O médico José Mariano usa o bisturi para matar Helena, sua esposa, desviando "condenavelmente" o instrumento de sua função principal. Uma epígrafe na tese de José Mariano ironiza, com aforismo de Hipócrates, essa utilização da ferramenta cirúrgica: "Quando os remédios não curam, cabe ao ferro trazer de volta a saúde".
José Mariano foi defendido e absolvido como portador de loucura transitória, hiperemia cerebral, insanidade temporária, por sorte de a ciência ainda estar confusa com relação a esse tema, à época do julgamento.

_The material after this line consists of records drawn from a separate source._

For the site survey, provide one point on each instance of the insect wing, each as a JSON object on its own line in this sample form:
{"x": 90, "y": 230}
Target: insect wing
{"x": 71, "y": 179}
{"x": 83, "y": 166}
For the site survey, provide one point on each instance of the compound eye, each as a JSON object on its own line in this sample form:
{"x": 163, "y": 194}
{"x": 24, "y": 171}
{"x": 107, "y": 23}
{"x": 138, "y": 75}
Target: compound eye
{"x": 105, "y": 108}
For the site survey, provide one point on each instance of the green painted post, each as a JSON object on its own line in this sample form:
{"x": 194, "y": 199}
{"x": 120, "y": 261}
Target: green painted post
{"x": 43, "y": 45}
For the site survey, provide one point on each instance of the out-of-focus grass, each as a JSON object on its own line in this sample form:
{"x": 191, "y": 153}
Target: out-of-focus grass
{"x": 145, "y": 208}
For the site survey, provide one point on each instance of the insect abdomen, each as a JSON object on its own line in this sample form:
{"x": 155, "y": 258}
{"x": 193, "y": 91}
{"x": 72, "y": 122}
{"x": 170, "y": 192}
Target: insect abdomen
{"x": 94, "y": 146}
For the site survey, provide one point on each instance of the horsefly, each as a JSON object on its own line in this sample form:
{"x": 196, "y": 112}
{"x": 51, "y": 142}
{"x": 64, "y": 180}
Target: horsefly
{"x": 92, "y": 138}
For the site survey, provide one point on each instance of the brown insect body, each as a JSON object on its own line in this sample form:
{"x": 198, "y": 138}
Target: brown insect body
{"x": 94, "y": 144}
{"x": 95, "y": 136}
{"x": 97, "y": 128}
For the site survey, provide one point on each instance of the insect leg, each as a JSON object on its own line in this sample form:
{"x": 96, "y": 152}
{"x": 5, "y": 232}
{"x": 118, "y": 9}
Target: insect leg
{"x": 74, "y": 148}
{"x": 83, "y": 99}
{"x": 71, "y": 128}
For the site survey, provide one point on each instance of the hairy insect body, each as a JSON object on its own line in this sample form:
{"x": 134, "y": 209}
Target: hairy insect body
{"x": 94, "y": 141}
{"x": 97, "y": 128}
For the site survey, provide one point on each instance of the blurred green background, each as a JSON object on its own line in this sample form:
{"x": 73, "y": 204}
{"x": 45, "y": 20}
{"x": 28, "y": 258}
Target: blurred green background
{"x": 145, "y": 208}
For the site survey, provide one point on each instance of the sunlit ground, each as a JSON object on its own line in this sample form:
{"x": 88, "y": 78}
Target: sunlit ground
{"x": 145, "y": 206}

Entretanto, aproximadamente três décadas posteriores e quatorze anos depois de O alienista, Viveiros de Castro questiona a tese de mania transitória e indica, com argumentação comprobatória cientificamente, ação premeditada de José Mariano.
Dom Casmurro e O Dom do Crime trazem a palavra Dom em seus títulos, não sem razão, já que dialogam entre si num século marcado por outro Dom, O Dom João VI, responsável por uma revolução sociocultural no Brasil do início do século XIX. Os muitos dons sugerem em Machado o aproveitamento de matéria real para a construção de Bentinho e Capitu, o que aproxima realidade e ficção: "Muitas novelas partiam de casos criminais...". A postura da corte com relação à Guerra do Paraguai também é criticada nas páginas do texto recheado de História, amalgamando obra e vida de Machado em um contexto geográfico-temporal.
O céu tem nas páginas da obra significação simbólico-teórica, visto que se sabe a representação astronômica do dia da morte de Helena, da mesma forma como se explica, pela constelação e pelo cosmo, o modelo de teoria dos sósias, segundo o qual tudo se repete: "... para Blanqui as edições, mais que numerosas, circulam pelo cosmo e se reeditam no seio de um presente infinito. Voltamos iguais, ou com pequenas variantes, notas de pé de página, prefácios, biografias. A biblioteca do universo. E sua espiral de eternidade".
Lucchesi é um poeta e destila sua poesia em prosa, como se vê em explicação que exibe assonância: "Espalham-se as vogais em harmonia pela capela, o a indo mais longe, o i elevando, e o u escurecendo as imagens, quando necessário".
Por tudo isso, a leitura do livro torna o leitor de Machado ainda mais encantando pela linguagem machadiana.